There are many things that the human race has been addicted to since the beginning of time. Probably one of the first and most primal addictions was adrenaline. The cave man knew not why he enjoyed the hunt so much other than the feeling of accomplishment once the kill was on its way home to feed his fellow tribesman and woman. What he didn't realize was that a catecholamine secreted by the adrenal medulla in response to stress was stimulating an autonomic nerve action; in other words, an adrenaline rush. A day in the life of a Neanderthal wasn't overly exciting, I imagine. Suddenly, during the thrill of a chase, the danger of the kill, he felt alive. He felt new and refreshed, like there was a reason he was alive. His body tingled with the very sensation. His hearing was more keen, his sight more honed in, and his nose far more sensitive.
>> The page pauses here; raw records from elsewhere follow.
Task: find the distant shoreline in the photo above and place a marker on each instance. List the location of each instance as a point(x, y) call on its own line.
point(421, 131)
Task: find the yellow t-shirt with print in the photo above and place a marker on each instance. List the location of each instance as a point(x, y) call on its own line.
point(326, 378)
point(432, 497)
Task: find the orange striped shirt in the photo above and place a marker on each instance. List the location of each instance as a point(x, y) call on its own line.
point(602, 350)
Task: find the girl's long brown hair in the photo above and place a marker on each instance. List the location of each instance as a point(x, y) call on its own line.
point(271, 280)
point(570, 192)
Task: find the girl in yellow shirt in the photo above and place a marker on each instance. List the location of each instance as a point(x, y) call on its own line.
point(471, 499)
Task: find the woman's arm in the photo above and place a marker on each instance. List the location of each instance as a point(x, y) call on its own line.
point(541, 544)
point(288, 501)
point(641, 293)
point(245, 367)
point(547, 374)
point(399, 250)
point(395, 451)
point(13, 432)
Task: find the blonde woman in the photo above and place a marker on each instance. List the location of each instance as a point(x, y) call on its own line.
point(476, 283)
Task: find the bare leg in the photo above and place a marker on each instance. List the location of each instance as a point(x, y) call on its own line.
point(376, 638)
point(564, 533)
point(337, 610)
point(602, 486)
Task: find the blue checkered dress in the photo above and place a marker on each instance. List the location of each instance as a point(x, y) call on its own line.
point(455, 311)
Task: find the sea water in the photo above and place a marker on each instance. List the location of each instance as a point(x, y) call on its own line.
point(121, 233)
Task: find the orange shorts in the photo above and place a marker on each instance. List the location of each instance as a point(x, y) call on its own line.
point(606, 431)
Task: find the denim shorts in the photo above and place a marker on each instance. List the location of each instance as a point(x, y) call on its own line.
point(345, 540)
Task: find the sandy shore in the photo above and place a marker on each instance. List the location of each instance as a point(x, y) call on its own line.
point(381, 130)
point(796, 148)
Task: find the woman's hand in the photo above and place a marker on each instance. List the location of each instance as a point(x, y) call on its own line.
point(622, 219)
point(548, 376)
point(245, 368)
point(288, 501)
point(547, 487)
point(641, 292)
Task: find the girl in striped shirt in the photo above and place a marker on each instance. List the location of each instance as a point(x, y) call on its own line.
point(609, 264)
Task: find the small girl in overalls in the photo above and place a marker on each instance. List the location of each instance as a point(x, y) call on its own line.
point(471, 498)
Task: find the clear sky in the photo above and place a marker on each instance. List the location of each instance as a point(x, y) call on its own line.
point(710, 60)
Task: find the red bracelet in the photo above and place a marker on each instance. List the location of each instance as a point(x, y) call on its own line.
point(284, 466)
He could feel every breath of air that swept past his bare arms.
Man has had the grand misfortune of finding many more highly addictive substances over the past couple of million years, some of which we've discovered how to fabricate for ourselves. The number of drug and alcohol addictions in this country is staggering!
One must wonder who it was who discovered that this horrible, tiny, hard, bitter bean would be wonderfully pungent and delicious once ground into dust and hot water was filtered through it. Did you know that Americans use more than 2.3 billion pounds of coffee beans each year? We are addicted to caffeine!
But my addiction is none of these. My addiction is something much more serious, and taken with a much more lighthearted attitude. My addiction is love. Some of you may sneer, jeer, jest, heckle, and just plain roll your eyes at this. Others may say that I'm either crazy or headed that way. Maybe so! All I know is that I love to be loved. I enjoy that feeling. I crave it! And I know that when I cant get the love I crave from the source I so desperately want it from, I become a very sad person. Its a horrible addiction, and one that I feel I am on the road to recovering from. I do not wish to live for that feeling. I don't want be depressed, sad, or lonely when I feel I don't get the attention I want. There will be times in my life when I wont be able to have that attention and I must learn to live with that. Just knowing that the one I've decided to give my own heart to loves me should be enough but I crave that interaction between two hearts and souls; that beautiful moment when nothing else in the world matters but the two in love.
I have known many that said they loved me, far less that meant it, and far fewer than that whom I have ever loved in return. Still, I let those who loved me believe that the feeling was mutual so as not to loose their love. Was that bad? Was it wrong? I believe it was, and yet I could not help myself for so long. Every time I had the opportunity to let one of those people I did not love fade off into the background, I seemed to pull them back in and dangle that carrot just out of reach once more.
It took so long to grow into the person I've become. I know now what I want in life, I know how to let go of those I do not and can not love, while at the same time holding tightly to those I do. I know finally what real love feels like. I know it's waiting for me - just patiently waiting. He's right there. Maybe he's waiting for an email or a text message from me... but he's out there. Very soon now, I'll be looking into his eyes as he looks deep into mine, soul mates seprated too long ago and forced into strange lives we were never meant to live appart.